James Wan's hold on the horror genre is safely secured as he proves once again that nobody else working within the genre comes even close to matching his skill as a director within this field. It's evident in the film's lighting, it's storyboarding and fluidity with which the camera creeps across the darkly lit sets. Steadicam shots glide through the Hodgson's home with panache, as we are left wondering why other contemporary horror directors can't showcase this much style within their films and settle for cheap scares instead. Which leads me to the terror of this film. James Wan once again knows exactly how to manipulate every tool at his disposal for maximum effect in getting his audience to feel dread and shock. The patient editing and length which a shot is held before either the tease or shock of a scare comes forth is absolutely flawless. It only helps that those moments are also accentuated by meticulous and pitch perfect sound work allowing for audience members to squirm just long enough in their seats before they are practically jumping out of them.
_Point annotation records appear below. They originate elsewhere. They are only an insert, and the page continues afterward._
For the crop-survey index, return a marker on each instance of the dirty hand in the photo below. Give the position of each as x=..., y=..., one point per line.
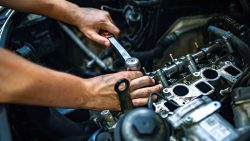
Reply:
x=90, y=21
x=104, y=96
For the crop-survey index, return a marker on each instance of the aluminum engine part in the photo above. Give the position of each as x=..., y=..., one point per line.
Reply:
x=203, y=82
x=185, y=91
x=200, y=121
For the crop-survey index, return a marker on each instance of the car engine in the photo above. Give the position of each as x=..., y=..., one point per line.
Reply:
x=198, y=50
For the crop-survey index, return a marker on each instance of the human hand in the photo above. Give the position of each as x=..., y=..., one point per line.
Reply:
x=104, y=96
x=90, y=21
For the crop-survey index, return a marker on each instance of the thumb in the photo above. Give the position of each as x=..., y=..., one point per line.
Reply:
x=93, y=35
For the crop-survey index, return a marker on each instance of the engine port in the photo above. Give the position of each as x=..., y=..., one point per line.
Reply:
x=231, y=70
x=180, y=90
x=203, y=87
x=210, y=74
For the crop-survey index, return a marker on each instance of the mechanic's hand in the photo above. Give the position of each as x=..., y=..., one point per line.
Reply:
x=141, y=88
x=91, y=21
x=105, y=97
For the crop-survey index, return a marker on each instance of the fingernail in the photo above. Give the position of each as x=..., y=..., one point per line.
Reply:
x=160, y=86
x=153, y=80
x=107, y=44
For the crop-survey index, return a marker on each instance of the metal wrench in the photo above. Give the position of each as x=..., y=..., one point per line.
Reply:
x=132, y=63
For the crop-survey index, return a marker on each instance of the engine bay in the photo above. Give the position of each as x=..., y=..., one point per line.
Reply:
x=198, y=50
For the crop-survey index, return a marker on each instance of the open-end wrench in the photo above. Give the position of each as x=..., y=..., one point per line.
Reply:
x=132, y=63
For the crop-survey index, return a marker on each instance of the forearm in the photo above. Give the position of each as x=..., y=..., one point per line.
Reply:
x=58, y=9
x=22, y=82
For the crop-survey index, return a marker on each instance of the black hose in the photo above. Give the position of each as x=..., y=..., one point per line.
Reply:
x=158, y=50
x=242, y=48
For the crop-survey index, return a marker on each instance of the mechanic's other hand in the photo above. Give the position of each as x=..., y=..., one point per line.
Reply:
x=104, y=96
x=90, y=21
x=141, y=88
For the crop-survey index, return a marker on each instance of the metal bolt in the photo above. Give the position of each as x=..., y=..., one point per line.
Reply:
x=145, y=126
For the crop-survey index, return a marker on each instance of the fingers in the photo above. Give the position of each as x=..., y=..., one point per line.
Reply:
x=145, y=92
x=141, y=82
x=110, y=27
x=140, y=102
x=93, y=35
x=131, y=75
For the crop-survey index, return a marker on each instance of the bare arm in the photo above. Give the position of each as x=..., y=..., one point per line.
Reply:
x=23, y=82
x=88, y=20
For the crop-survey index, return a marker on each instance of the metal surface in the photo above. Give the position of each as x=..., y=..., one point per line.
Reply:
x=197, y=84
x=132, y=63
x=86, y=50
x=119, y=48
x=199, y=121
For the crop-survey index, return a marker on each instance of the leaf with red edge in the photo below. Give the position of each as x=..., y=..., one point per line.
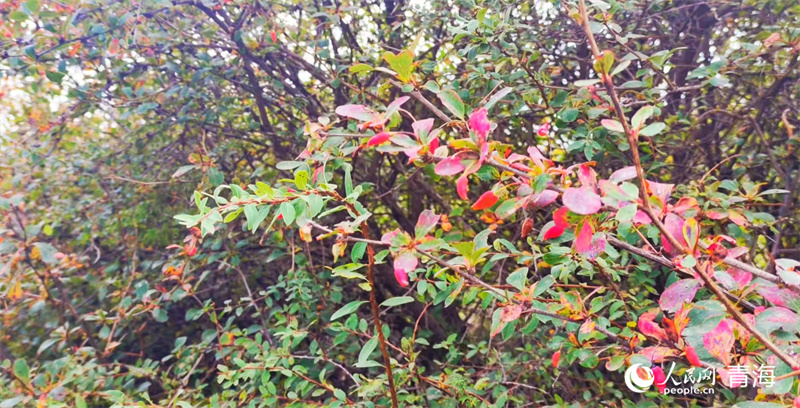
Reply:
x=485, y=201
x=716, y=215
x=775, y=294
x=674, y=224
x=560, y=217
x=598, y=247
x=449, y=166
x=387, y=237
x=623, y=174
x=427, y=220
x=404, y=263
x=401, y=276
x=359, y=112
x=422, y=128
x=556, y=357
x=776, y=318
x=587, y=176
x=719, y=341
x=658, y=354
x=691, y=232
x=582, y=201
x=741, y=277
x=380, y=138
x=462, y=184
x=641, y=217
x=649, y=328
x=738, y=218
x=511, y=313
x=660, y=190
x=681, y=291
x=685, y=204
x=583, y=241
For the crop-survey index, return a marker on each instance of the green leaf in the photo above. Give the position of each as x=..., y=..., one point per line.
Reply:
x=368, y=348
x=22, y=371
x=397, y=301
x=653, y=129
x=301, y=179
x=641, y=116
x=347, y=309
x=57, y=77
x=288, y=212
x=402, y=63
x=569, y=115
x=517, y=278
x=358, y=251
x=360, y=68
x=48, y=252
x=497, y=97
x=452, y=102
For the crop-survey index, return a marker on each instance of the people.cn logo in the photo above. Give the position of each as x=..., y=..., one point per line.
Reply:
x=639, y=378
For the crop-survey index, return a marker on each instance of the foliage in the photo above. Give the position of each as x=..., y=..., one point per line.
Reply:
x=444, y=204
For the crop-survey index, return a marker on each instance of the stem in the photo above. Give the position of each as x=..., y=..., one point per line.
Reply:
x=376, y=314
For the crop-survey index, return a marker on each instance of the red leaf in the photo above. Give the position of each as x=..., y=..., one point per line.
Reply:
x=560, y=217
x=741, y=277
x=527, y=227
x=479, y=123
x=380, y=138
x=449, y=166
x=659, y=379
x=401, y=276
x=554, y=232
x=681, y=291
x=406, y=262
x=583, y=241
x=422, y=127
x=691, y=355
x=716, y=215
x=719, y=341
x=582, y=201
x=485, y=201
x=461, y=187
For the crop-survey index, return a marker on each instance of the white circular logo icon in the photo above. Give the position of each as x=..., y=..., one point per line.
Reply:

Does all of this sound familiar? Well, if it does it's because "The Conjuring 2" is mostly successful because it features a lot of what the first film did right from an aesthetic standpoint. The story, however, suffers from its same repetitive feeling. Much like in the first film, Ed Warren is the one who must confront the evil spirit without the aid of the Catholic Church, which retroactively made all of the moments within the film where the Warren's are trying to elicit the Catholic Church's help irrelevant (Just like in the first film). Vera Farmiga and Patrick Wilson give their characters more depth this time around. Their fate is directly tied to the fate of Janet Hodgson and it certainly helps their characters to develop and grow from the first film. Both Farmiga and Wilson deliver solid performances yet again but it is Madison Wolfe's performance as the 11-year-old demonically possessed Janet which will have heads spinning over how good Wolfe is at such a young age.
Narratively speaking, for a majority of the film's long running time, it matches the quality of the first film. Yes, at two hours and thirteen minutes, "The Conjuring 2" is more than likely testing audience's stamina for how much dreadful horror they can withstand at the movie theater. But, it's the character development and patiently set stakes that make the film feel important. At first, seeing Patrick Wilson sing "Cant Help Falling In Love" by Elvis Presley may seem oddly out of place within a film such as this. But it stands as a perfect example as to how James Wan is able to bring the Warrens and the Hodgsons together and get us to care about their fates. However, their fates almost lose all goodwill in the film's climax as an out of left field twist feels rushed and cheapens the emotional power of the film's ending.
So while "The Conjuring 2" may be considered almost a copy of the first film by many in a lot of its areas, people can't complain that much when the first film was so good. There are those who will feel "The Conjuring 2" is its own beast and is completely better than the first. For me, it can't measure up to the genuine shock and surprise I felt while watching the first. However, I can say that "The Conjuring 2" does not disappoint and will only serve to terrify and please horror fans everywhere.